Transparency International Ranks Egypt among Worst Corrupt Legal Systems

Transparency International Ranks Egypt among Worst Corrupt Legal Systems

The Transparency International Organization has ranked Egypt among the worst countries as much as judicial systems are concerned.
 
The organization confirmed in its annual report about the administrative and legislative performance in about 100 countries, issued later last month, that Egypt is suffering from a legal corruption and executive authority”s intervention in the judiciary work.
 
The report is laid down by a group of UN legal experts, civil society agencies and former World Bank advisors.
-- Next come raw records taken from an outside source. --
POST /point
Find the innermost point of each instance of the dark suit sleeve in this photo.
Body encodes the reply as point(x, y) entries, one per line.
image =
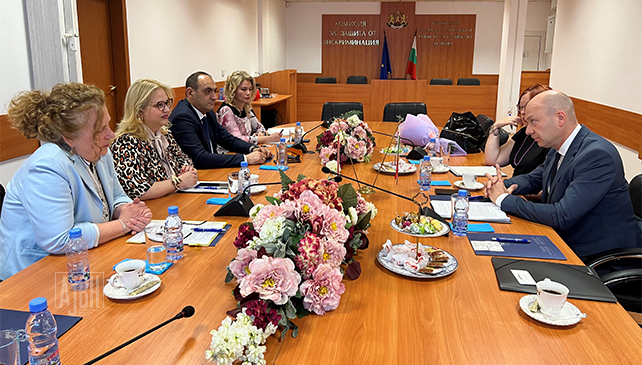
point(186, 133)
point(588, 180)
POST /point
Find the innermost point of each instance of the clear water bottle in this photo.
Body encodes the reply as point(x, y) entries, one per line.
point(460, 213)
point(432, 148)
point(282, 154)
point(425, 174)
point(77, 261)
point(41, 331)
point(298, 133)
point(173, 237)
point(244, 177)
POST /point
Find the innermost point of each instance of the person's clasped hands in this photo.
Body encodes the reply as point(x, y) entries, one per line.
point(135, 215)
point(495, 186)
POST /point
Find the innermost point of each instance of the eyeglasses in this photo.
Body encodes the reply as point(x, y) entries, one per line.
point(162, 104)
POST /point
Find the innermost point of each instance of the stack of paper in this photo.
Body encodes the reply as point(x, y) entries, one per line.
point(477, 170)
point(478, 211)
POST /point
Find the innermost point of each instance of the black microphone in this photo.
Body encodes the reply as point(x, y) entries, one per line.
point(185, 313)
point(301, 145)
point(426, 211)
point(240, 205)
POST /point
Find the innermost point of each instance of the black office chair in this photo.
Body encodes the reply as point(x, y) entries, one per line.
point(465, 81)
point(392, 111)
point(357, 80)
point(625, 281)
point(441, 82)
point(325, 80)
point(331, 109)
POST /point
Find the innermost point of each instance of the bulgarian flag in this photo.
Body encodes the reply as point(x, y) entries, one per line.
point(412, 60)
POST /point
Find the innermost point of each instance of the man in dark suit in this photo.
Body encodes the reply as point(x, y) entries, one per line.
point(197, 131)
point(585, 196)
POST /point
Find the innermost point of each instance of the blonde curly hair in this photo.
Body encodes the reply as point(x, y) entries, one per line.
point(234, 80)
point(137, 99)
point(63, 111)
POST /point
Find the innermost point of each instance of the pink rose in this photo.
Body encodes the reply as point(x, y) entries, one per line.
point(273, 278)
point(323, 292)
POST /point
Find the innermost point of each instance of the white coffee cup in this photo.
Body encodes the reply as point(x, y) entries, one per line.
point(551, 297)
point(437, 162)
point(129, 275)
point(469, 179)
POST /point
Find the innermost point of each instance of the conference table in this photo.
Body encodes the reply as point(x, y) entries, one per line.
point(383, 318)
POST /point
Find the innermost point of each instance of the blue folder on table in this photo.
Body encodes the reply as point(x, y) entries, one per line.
point(540, 247)
point(16, 320)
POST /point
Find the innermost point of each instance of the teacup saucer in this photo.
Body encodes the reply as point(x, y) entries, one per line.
point(440, 169)
point(569, 316)
point(460, 184)
point(123, 294)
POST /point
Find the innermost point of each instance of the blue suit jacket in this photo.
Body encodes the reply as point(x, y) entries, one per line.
point(588, 204)
point(50, 194)
point(189, 133)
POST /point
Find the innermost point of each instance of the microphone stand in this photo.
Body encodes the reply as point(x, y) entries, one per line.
point(185, 313)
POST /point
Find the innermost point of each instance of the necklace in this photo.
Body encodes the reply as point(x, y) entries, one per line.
point(520, 148)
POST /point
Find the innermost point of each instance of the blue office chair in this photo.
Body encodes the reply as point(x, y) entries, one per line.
point(325, 80)
point(441, 82)
point(392, 111)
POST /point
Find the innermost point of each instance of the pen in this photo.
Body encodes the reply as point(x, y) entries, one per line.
point(508, 239)
point(198, 229)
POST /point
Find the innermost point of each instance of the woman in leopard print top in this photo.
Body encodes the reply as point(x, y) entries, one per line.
point(149, 162)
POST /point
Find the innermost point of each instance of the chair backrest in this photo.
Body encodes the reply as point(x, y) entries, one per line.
point(325, 80)
point(465, 81)
point(441, 82)
point(392, 110)
point(331, 109)
point(357, 80)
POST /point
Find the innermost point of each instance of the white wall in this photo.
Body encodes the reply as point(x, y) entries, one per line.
point(597, 56)
point(304, 28)
point(168, 39)
point(14, 68)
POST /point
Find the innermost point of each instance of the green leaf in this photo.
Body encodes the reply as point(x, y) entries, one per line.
point(348, 195)
point(272, 200)
point(285, 180)
point(364, 222)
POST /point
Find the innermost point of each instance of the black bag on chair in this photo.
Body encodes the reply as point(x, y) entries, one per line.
point(464, 129)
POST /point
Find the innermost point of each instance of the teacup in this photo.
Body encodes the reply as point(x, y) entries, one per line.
point(469, 179)
point(551, 297)
point(129, 275)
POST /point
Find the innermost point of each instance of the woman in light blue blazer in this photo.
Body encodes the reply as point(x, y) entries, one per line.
point(68, 182)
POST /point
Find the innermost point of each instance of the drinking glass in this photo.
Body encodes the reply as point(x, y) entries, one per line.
point(445, 154)
point(156, 252)
point(9, 347)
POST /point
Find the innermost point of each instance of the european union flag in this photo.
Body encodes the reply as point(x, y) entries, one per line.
point(386, 70)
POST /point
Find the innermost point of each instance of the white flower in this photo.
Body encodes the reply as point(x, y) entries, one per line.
point(372, 209)
point(332, 165)
point(255, 209)
point(353, 121)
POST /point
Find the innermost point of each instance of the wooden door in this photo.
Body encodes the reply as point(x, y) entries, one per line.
point(103, 50)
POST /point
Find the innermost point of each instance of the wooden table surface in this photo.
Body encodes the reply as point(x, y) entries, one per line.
point(383, 318)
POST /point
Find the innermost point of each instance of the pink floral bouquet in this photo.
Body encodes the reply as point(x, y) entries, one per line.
point(291, 259)
point(347, 138)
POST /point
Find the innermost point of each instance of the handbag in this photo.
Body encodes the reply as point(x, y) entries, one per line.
point(464, 129)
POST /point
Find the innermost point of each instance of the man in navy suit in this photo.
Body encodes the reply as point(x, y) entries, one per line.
point(196, 130)
point(585, 196)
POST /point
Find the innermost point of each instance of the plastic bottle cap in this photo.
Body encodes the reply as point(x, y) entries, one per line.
point(75, 233)
point(37, 304)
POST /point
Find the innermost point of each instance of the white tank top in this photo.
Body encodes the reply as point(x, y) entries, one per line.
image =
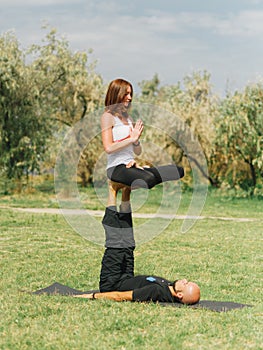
point(120, 132)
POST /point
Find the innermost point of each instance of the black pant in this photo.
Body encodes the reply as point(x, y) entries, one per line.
point(117, 266)
point(146, 177)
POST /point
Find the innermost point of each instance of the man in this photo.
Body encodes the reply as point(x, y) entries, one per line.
point(117, 280)
point(152, 288)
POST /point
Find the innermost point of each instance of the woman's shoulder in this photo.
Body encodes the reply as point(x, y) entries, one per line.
point(107, 117)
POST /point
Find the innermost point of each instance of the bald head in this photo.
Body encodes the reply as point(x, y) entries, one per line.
point(191, 294)
point(187, 292)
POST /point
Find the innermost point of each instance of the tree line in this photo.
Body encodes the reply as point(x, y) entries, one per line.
point(47, 89)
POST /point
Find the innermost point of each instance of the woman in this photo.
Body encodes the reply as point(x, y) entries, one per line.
point(121, 140)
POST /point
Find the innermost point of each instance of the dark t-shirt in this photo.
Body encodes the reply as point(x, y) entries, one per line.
point(149, 288)
point(153, 292)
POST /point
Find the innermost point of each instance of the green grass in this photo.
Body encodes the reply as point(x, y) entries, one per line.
point(223, 257)
point(171, 200)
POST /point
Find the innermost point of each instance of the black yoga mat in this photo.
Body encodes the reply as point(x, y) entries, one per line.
point(219, 306)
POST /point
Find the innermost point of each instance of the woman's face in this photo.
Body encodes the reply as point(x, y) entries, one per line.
point(127, 97)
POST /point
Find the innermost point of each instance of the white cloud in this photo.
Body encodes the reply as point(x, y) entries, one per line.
point(36, 3)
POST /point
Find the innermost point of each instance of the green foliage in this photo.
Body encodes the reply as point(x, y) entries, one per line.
point(47, 90)
point(24, 130)
point(239, 139)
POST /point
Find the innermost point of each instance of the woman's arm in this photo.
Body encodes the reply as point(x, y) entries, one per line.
point(116, 296)
point(107, 122)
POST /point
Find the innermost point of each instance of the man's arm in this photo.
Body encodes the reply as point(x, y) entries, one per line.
point(116, 296)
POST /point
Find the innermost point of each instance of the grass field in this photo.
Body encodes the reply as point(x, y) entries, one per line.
point(223, 257)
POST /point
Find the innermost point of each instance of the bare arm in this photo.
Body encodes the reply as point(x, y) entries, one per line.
point(116, 296)
point(107, 122)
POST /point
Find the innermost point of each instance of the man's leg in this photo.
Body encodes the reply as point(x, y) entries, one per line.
point(117, 262)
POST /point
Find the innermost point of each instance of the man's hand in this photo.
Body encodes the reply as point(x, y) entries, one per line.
point(85, 296)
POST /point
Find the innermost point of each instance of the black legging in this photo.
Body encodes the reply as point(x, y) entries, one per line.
point(146, 177)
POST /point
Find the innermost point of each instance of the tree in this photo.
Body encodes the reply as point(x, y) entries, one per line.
point(193, 108)
point(240, 138)
point(23, 130)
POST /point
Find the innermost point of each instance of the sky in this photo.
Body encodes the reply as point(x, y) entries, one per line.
point(136, 39)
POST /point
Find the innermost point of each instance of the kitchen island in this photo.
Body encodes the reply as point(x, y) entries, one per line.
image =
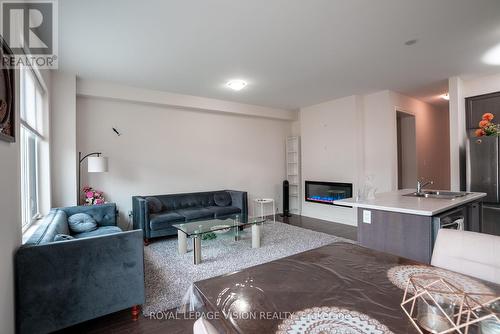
point(405, 225)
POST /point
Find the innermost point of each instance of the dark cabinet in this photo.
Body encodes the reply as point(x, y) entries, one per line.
point(413, 236)
point(478, 105)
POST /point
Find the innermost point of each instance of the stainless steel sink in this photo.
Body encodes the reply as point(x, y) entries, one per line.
point(437, 194)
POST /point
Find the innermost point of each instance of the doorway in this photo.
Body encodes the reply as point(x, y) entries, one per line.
point(407, 150)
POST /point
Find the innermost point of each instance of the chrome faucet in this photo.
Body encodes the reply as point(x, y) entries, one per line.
point(421, 185)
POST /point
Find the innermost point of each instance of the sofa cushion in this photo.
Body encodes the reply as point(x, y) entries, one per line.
point(154, 204)
point(196, 213)
point(104, 230)
point(222, 198)
point(222, 211)
point(163, 220)
point(104, 215)
point(63, 237)
point(81, 222)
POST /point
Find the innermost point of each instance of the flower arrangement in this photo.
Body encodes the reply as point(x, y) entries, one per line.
point(487, 127)
point(93, 197)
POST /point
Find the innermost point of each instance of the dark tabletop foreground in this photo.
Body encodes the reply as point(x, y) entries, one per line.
point(341, 274)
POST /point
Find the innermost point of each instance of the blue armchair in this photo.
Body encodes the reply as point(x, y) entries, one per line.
point(62, 283)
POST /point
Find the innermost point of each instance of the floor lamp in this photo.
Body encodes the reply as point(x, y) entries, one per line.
point(95, 164)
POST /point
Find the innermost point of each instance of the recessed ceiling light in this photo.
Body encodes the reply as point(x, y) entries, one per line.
point(411, 42)
point(492, 57)
point(236, 84)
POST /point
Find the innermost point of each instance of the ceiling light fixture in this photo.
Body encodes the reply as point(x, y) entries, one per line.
point(445, 96)
point(411, 42)
point(492, 57)
point(236, 84)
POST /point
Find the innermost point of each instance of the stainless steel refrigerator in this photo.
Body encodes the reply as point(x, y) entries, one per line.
point(483, 176)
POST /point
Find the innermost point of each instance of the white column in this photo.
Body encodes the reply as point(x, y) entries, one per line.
point(182, 242)
point(256, 235)
point(458, 135)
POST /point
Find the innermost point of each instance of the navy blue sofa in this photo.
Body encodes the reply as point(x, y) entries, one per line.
point(62, 283)
point(156, 214)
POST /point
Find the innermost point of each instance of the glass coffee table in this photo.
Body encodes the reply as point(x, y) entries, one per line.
point(196, 230)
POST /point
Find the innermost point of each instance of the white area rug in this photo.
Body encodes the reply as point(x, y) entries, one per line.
point(169, 275)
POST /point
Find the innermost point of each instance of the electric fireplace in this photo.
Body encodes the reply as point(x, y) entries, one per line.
point(327, 192)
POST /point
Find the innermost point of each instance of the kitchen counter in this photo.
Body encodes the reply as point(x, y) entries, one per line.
point(395, 202)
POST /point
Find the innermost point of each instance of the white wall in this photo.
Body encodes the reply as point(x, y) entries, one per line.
point(167, 150)
point(10, 223)
point(407, 146)
point(330, 143)
point(380, 141)
point(63, 139)
point(347, 139)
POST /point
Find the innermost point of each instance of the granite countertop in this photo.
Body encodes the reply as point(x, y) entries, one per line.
point(395, 201)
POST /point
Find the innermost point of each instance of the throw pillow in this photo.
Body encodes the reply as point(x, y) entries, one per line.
point(63, 237)
point(222, 198)
point(81, 222)
point(154, 204)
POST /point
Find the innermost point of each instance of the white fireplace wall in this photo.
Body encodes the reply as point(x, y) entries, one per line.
point(330, 152)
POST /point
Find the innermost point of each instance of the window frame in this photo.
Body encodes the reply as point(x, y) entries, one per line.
point(37, 132)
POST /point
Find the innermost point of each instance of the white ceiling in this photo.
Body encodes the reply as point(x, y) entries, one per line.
point(293, 53)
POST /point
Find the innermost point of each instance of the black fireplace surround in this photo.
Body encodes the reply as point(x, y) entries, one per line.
point(327, 192)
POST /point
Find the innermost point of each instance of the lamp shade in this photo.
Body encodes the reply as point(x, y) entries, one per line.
point(97, 164)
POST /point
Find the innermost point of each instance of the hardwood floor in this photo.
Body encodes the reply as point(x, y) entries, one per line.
point(121, 322)
point(339, 230)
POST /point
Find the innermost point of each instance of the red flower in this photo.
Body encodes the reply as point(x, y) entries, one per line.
point(484, 123)
point(488, 117)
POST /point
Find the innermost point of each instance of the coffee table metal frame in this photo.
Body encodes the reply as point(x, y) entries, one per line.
point(196, 230)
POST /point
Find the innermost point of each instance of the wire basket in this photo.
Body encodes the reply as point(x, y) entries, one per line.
point(435, 305)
It demanded the Egyptian government to curb the wide-spread legal corruption, work for reaching a judicial independence and to protect the public prosecution from the government authority .
 
The report confirmed that democracy will never take effect in Egypt so long as the government refuses to give the judiciary a full independence, and so long as it intervenes in picking up the attorney general .
 
An official source in the Judges” Club confirmed that the government refused a bill law submitted by the club aiming at a full independence of judiciary authority from the executive authority like the US system that authorizes the Supreme Court to run judicial affairs.
 
The source confirmed that the government was about to address some demands of the club in 2006, but it backpedaled and issued the law of extending retirement age of the judges although the Judges” Club general assembly rejected it. The source confirmed also that the government amended the law of legal procedures last June  to allow the Justice Minister to intervene in the judiciary works with establishing circuits in the Courts of Appeals to seize the power of the Court of Cassation, the highest judicial body, under the pretext of the accumulation of cases.
 
Councilor Hisham Al Bastawisi said in press statements that the government doesn”t want an independent judicial system, and plans to ignore recommendations of the Judges” Club.
 
On the other hand, councilor Mahmoud Al Khodairi, the head of the Alexandria”s Judges” Club, rejected in a statement to Ikhwanweb that legal texts become the only guarantee for the judicial independence. He stressed that the judicial reform process must be accompanied by a full reform process in the country, so that the judge”s fairness takes effect in a wider environment of fairness in the society.
 
Al Khodairi added:” We must work for the independence of the conscience of the judges, not only through texts, to guarantee that these texts are activated and are freed of the daily social and political pressures facing ordinary citizens.
 
Judicial sources feared that the Transparency International”s reports may be exploited to impose international sanctions on Egypt and other Third World countries, that ignore anti-corruption criteria in their legal systems.
 
The US House has proposed a bill last June, 21st, of blocking $200mln in annual aid to Egypt till it improves its exercises towards human rights and judicial independence. The US Senate”s appropriators approved the aid till a final decision around the cuts is issued by end of this year.
 
Transparency International”s report mentions that citizens pay bribes in more than 25 countries so as to reach their fair rights through courts . It pointed out that bribery and political blackmailing led to the erosion of the social system and the emergence of a judicial system for the poor and another one for the rich.
 
The report pointed to the spread of bribes among employees at the Courts of First Instance in several countries under covert claims of tips and loss of case papers.
 
It explained that some countries exercise pressures on judges through transferring them to remote areas, moving them from sensitive cases, appointing inefficient judicial officials, employing them in unsafe working conditions and with low salaries.